The West African Development Bank (BOAD) is an international Multilateral Development Bank founded in 1973 by the member countries of the West African Monetary Union (WAMU) to serve the funding priority development and economic integration activities in the West African Region. . In French, it is called Banque Ouest Africaine de Développement – BOAD. It is one of the development arms of the West African Economic and Monetary Union (WAEMU/UEMOA) in Western Africa.
The prime objective of the organisation is to bring the economic as well as financial solidarity among member state at monetary level and also using those monetary solidarity as monetary base to accelerate regional integration.

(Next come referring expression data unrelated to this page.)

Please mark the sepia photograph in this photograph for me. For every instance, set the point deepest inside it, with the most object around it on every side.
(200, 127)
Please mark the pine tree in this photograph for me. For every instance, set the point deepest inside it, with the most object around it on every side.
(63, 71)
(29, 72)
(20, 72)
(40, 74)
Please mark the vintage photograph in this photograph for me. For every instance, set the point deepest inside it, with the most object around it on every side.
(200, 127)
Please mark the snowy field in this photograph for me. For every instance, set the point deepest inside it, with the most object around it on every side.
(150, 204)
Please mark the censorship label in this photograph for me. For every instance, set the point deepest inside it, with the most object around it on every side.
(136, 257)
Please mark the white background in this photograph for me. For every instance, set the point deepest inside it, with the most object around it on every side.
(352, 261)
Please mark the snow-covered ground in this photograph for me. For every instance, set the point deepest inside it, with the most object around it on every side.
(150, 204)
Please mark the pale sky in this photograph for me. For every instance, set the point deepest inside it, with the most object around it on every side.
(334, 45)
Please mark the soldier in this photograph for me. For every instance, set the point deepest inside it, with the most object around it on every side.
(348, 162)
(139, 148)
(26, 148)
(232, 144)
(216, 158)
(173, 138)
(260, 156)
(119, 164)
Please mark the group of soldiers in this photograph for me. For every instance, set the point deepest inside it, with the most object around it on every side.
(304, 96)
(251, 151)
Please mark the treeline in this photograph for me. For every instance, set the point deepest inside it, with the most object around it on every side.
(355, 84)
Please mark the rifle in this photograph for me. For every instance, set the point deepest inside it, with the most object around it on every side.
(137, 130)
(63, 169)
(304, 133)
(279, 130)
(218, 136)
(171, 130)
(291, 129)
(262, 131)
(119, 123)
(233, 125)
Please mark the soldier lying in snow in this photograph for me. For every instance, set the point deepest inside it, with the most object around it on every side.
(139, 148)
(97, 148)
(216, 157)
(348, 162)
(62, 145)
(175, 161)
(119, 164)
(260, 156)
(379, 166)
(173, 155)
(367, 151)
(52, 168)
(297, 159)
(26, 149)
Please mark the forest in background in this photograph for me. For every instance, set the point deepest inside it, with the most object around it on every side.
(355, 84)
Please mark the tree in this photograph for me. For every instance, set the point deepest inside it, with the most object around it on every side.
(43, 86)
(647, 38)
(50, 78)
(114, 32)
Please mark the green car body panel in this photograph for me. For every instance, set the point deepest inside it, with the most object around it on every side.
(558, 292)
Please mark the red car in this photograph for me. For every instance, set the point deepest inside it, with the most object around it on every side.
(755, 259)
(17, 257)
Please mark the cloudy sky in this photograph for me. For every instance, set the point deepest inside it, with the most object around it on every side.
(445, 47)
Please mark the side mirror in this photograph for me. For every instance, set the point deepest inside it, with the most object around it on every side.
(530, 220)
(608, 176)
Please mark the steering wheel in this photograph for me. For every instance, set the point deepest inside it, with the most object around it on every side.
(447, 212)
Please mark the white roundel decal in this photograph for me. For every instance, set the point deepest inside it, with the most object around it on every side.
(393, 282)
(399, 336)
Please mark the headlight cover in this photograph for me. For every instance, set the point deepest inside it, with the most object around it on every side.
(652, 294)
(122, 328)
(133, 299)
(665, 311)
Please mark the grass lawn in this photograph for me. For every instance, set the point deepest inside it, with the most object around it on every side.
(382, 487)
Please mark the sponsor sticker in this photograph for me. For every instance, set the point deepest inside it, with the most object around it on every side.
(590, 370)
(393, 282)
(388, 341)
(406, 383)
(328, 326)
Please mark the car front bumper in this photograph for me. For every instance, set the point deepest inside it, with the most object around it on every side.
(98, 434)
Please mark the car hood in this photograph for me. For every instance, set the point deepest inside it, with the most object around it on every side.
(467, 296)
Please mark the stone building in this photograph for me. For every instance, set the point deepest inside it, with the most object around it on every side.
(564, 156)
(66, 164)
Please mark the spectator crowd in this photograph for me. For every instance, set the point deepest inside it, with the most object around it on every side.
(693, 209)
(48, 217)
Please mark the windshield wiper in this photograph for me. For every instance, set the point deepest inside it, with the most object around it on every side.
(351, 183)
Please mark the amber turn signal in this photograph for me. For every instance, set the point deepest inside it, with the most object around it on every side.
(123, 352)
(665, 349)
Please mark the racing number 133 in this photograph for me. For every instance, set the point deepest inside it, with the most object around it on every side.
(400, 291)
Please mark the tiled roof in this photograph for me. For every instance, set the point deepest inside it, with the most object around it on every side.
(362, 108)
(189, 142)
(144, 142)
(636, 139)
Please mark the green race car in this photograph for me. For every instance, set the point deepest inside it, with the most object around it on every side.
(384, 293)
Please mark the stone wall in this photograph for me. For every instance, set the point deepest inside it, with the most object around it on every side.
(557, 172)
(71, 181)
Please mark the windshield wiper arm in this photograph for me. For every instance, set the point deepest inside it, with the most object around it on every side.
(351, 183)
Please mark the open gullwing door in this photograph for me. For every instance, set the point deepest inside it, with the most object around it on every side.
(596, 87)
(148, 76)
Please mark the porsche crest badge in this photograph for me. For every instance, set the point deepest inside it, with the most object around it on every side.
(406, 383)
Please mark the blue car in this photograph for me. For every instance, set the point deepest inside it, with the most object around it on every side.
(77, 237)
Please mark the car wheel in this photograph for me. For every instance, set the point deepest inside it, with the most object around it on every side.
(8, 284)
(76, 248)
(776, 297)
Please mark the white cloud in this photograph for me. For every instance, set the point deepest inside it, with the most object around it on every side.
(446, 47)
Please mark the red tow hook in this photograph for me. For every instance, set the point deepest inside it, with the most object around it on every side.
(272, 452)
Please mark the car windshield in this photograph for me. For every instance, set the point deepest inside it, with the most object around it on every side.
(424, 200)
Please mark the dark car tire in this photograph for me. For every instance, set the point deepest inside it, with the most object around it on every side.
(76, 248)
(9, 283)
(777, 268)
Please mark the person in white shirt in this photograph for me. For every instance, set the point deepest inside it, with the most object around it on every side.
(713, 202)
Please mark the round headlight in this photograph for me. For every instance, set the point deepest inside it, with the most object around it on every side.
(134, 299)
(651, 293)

In 2001, the BOAD revised its mission & vision and stated three fresh development goals of funding i.e. poverty alleviation, economic cooperation as well as integration and also promoting the activities of private sector.
Genesis of BOAD
The idea behind the formation of the organisation was not only for the betterment of member countries but also to the tributaries members so that the organisation optimise resources of the region in a way of funding common development activities. The prime motive of the organisation was to gives priority to solidarity as well as economic prosperity of the member countries.
Administrative Structure of BOAD
The BOAD is managed and administered by the Chairperson and Board of Directors. The administrative structure is discussed below:
• Chairperson: It is the apex decision making body and the entire organisational helms of affairs are the responsibility lies in it. It is appointed by the WAEMU Council of Minister and assisted by the Vice-Chairperson.
• Board of Directors: It is composed of the Chairperson, incumbent representative and alternative (appointed by Union’s member state).
It is one of those organisations that has created its own system and belief of good governance based on the synthesis of corporate culture such as accountability, staff participation, operations, accounts and control system.